For both prescription and nonprescription drugs, the FDA notes that a CRP—such as “this package is child-resistant” or “child-resistant package”—may be provided on carton labeling or container labels as long as there is enough space to include it alongside required information. If space allows, a firm may include a storage statement in tandem with the CRP statement to recommend the package be kept out of reach of children. Per the guidance, CRP statements for prescription drugs are best displayed on the side panels of carton labeling and container labels, near the storage information. For nonprescription drugs, the text is best placed on the principal display panels. 
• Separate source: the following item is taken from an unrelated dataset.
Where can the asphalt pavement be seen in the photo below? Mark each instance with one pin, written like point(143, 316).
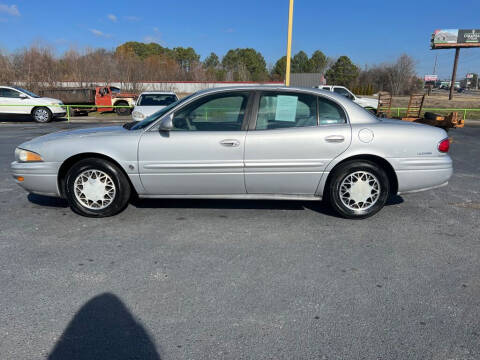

The guidance notes that firms should provide written verification that the CRP meets CPSC requirements and recommends they retain the data used to support CPSC standard requirements. For products approved under an NDA, a BLA or an ANDA, verification that the CRP meets CPSC standards should be provided in the container closure section of the Electronic Common Technical Document. If a firm decides to make changes to the package or labeling after approval, submissions for changes to add CRP statements on labeling should also provide written verification that the CRP meets CSPC standards. While there is no established process for submission of a written verification that nonprescription drug products under an OTC monograph adhere to CSPC standards, the FDA recommends that firms that opt to include a CRP statement retain the data demonstrating the packaging meets applicable standards and follow the labeling recommendations provided.